Wednesday, May 25, 2016

Just enough Greek debt relief to keep IMF on board

by Pierre Briançon


May 25, 2016

The finance ministers of the eurozone early Wednesday agreed on a new set of funding measures for Greece that was bolder than forecast but nonetheless falls way short of the radical steps needed to put Athens on a sound financial path.

One of the package’s most important consequences will be to allow the International Monetary Fund to continue participating in the Greek financial rescue after the Eurogroup of finance ministers agreed on the initial details of a debt-relief program for the cash-strapped country.

The finance ministers’ deal, reached after an 11-hour meeting, was deemed “a major breakthrough” by Eurogroup President and Dutch Finance Minister Jeroen Dijselbloem.

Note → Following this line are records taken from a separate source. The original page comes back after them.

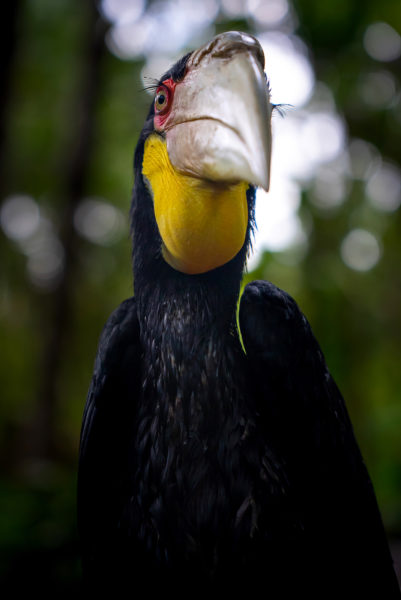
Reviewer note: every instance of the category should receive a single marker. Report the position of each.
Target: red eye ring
(162, 99)
(163, 102)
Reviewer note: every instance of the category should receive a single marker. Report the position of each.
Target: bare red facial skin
(162, 108)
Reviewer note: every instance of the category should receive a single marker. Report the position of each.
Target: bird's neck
(202, 224)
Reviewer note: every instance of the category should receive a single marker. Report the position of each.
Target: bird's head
(205, 144)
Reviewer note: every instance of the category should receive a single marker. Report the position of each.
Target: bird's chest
(197, 450)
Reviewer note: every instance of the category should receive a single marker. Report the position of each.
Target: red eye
(162, 99)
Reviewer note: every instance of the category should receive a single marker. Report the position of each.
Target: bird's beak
(219, 127)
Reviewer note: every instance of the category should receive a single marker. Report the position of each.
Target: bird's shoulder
(273, 327)
(115, 371)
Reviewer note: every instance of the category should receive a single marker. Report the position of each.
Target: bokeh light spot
(99, 222)
(382, 42)
(360, 250)
(19, 217)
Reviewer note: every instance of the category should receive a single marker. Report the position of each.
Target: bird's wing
(107, 429)
(305, 417)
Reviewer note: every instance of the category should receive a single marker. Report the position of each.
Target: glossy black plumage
(205, 469)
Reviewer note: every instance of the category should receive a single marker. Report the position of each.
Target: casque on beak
(219, 126)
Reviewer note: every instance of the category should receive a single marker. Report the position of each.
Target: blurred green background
(71, 107)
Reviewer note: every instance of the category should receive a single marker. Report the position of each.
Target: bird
(216, 452)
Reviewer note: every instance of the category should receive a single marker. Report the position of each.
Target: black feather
(204, 469)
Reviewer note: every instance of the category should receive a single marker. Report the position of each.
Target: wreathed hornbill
(217, 453)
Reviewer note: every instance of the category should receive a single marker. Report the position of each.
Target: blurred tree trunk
(9, 21)
(41, 441)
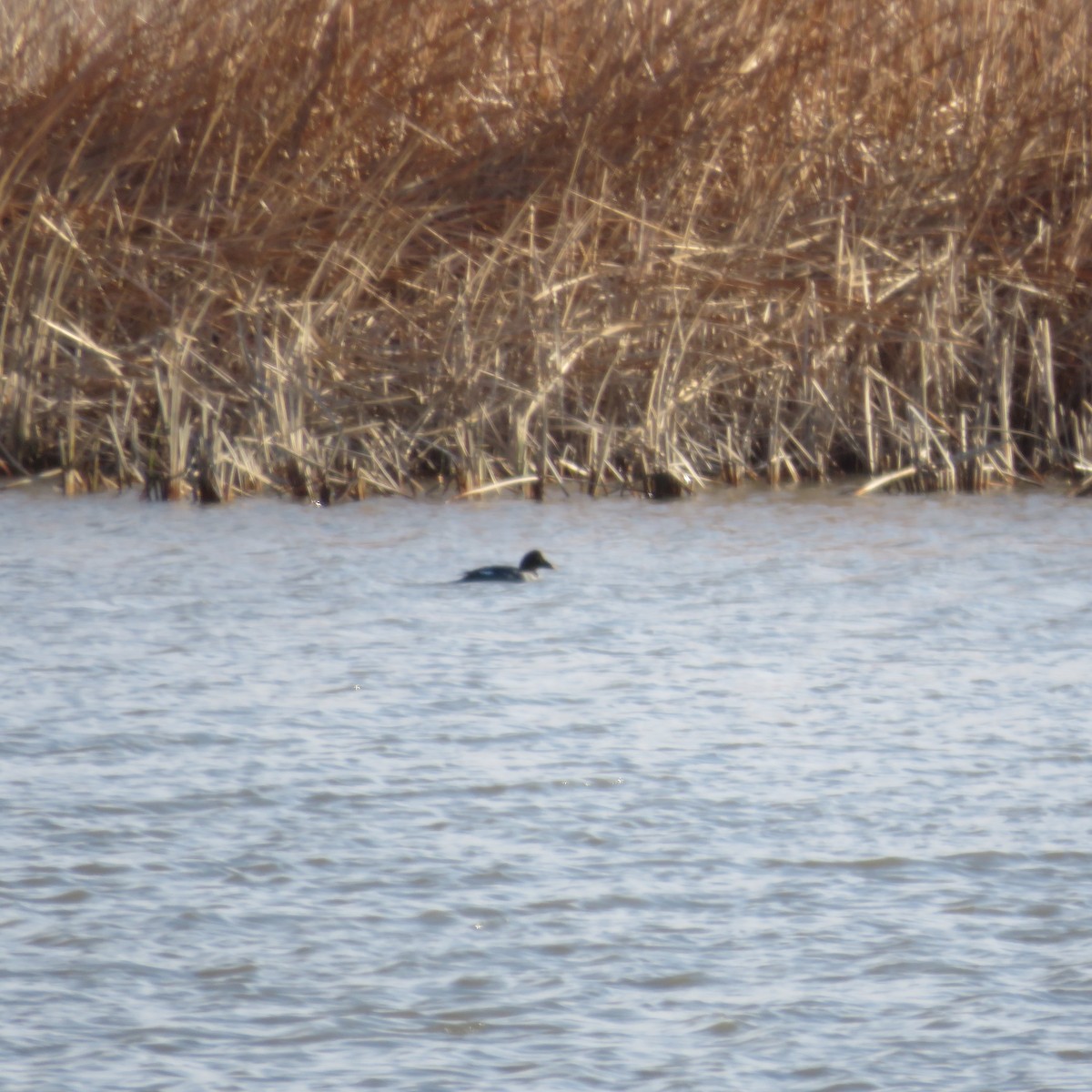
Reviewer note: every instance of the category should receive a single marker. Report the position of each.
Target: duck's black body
(528, 571)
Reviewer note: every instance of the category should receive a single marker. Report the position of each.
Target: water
(757, 792)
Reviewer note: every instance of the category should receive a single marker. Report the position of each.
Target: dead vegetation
(334, 247)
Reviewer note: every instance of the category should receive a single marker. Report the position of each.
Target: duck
(528, 571)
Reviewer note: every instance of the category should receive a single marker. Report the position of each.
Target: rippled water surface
(756, 792)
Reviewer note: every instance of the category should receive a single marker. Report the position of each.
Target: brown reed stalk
(328, 249)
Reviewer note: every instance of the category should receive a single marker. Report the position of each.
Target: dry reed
(336, 247)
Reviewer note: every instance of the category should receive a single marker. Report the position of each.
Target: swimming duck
(528, 571)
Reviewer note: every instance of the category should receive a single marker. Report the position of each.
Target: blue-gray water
(756, 792)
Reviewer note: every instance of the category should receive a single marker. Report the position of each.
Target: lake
(757, 791)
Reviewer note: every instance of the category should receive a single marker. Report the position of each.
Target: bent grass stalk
(321, 248)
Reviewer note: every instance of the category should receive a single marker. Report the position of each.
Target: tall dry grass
(339, 246)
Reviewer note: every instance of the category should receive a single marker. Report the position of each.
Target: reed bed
(339, 247)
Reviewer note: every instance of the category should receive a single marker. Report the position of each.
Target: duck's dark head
(534, 561)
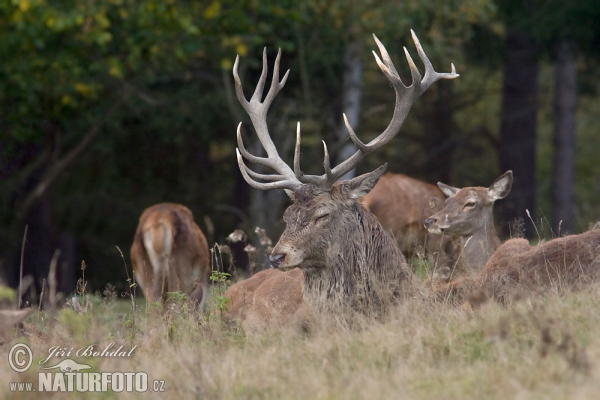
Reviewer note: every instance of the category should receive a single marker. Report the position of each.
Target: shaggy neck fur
(478, 247)
(364, 268)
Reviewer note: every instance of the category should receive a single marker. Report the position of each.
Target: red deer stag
(401, 204)
(346, 256)
(170, 254)
(468, 215)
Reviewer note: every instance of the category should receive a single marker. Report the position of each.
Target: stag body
(346, 256)
(468, 215)
(170, 253)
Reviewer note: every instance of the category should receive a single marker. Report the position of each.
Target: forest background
(108, 107)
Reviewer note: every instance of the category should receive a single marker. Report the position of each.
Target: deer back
(270, 298)
(170, 253)
(401, 204)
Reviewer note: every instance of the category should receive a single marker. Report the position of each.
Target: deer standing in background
(170, 254)
(401, 204)
(345, 255)
(468, 215)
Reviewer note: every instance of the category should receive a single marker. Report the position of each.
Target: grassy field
(538, 348)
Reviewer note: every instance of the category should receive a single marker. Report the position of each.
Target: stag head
(325, 223)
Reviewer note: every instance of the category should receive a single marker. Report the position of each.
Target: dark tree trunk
(351, 100)
(518, 129)
(565, 104)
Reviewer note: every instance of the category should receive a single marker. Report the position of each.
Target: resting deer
(401, 204)
(170, 254)
(564, 262)
(468, 215)
(346, 256)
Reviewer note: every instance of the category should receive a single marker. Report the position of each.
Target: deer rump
(565, 263)
(401, 204)
(170, 253)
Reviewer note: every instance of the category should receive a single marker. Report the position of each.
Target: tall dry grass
(541, 347)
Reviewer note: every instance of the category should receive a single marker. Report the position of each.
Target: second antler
(285, 177)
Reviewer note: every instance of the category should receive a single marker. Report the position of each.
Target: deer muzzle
(276, 259)
(431, 224)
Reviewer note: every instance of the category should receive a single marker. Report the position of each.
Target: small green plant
(130, 322)
(222, 302)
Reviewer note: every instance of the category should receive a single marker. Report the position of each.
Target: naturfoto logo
(69, 375)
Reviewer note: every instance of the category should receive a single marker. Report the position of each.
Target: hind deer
(170, 254)
(468, 215)
(494, 269)
(401, 204)
(346, 257)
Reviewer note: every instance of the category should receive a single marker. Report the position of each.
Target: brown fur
(270, 298)
(467, 215)
(348, 260)
(401, 204)
(563, 263)
(170, 253)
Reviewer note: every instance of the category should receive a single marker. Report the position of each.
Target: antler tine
(279, 181)
(430, 75)
(405, 98)
(257, 110)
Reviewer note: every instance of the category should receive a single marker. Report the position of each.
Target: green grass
(543, 347)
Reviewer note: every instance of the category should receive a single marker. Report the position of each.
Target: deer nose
(276, 260)
(429, 222)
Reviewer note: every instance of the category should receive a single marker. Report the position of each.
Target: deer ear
(361, 185)
(449, 191)
(501, 186)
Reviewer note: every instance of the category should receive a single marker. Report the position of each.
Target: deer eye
(321, 217)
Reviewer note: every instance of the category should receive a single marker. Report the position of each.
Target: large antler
(288, 179)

But its only certain impact is that it will allow Greece to meet payments due this summer, thanks to the first disbursement of a €7.5 billion loan tranche next month.

Beyond that, six years after the Greek debt crisis shook the eurozone to its foundations, a Eurogroup deal may once again be seen as a messy compromise mostly aimed at playing for time. Once again, it can be criticized for skirting the radical decisions that would allow Greece to stand on a firmer footing. And once again, it will be seen as a cynical ploy to avoid those decisions because of electoral politics: in this case, postponing major choices until after the 2017 German elections.